1991 gelang ein Durchbruch in der Riechforschung: In den USA fanden Forscher im Rattengenom eine riesige Genfamilie mit über 1.000 Mitgliedern, die nahezu exklusiv in den Sinneshärchen von Riechzellen exprimiert werden. 1999 gelang es Wissenschaftlern der Ruhr-Universität Bochum (RUB) erstmals, ein Mitglied dieser Rezeptorfamilie auch aus dem menschlichen Genom zu klonieren und zu identifizieren.

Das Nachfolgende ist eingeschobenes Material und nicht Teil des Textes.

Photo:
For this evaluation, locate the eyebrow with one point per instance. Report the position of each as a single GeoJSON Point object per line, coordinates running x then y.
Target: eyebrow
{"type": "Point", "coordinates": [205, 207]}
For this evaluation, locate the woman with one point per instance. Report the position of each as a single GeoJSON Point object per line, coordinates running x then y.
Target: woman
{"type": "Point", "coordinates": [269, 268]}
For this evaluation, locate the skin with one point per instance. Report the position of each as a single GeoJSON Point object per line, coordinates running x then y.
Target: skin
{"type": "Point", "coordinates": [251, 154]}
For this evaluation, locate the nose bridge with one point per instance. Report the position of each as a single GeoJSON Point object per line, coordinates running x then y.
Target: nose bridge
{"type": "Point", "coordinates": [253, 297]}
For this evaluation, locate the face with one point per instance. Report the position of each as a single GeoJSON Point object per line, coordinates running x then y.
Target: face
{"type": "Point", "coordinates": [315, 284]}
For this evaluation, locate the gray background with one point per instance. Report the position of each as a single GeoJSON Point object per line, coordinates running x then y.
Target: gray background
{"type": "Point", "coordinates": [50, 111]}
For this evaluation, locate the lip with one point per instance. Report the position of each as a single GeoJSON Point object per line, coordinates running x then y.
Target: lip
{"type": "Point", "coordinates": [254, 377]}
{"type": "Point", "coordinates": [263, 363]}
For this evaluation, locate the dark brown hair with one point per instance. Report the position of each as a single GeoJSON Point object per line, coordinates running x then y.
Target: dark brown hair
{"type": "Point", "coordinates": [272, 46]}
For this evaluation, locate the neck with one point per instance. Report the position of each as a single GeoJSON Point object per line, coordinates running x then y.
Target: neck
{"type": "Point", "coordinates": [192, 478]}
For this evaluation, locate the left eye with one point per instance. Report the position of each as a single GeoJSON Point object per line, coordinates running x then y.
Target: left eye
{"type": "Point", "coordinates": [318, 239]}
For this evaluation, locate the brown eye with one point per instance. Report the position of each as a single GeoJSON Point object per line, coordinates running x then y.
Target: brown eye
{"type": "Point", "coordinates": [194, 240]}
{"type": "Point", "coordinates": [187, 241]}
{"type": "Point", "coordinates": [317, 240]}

Schnell stellte sich heraus, dass die Zahl der aktiven Mitglieder dieser Superfamilie beim Menschen dramatisch abgenommen hat: In der verhältnismäßig kurzen Evolutionszeitspanne von wenigen 100 Millionen Jahren haben wir im Vergleich zu Primaten und höheren Säugern zwei Drittel aller Gene für Geruchsrezeptoren (olfaktorische Rezeptoren) „stillgelegt“ und in Pseudogene umgewandelt.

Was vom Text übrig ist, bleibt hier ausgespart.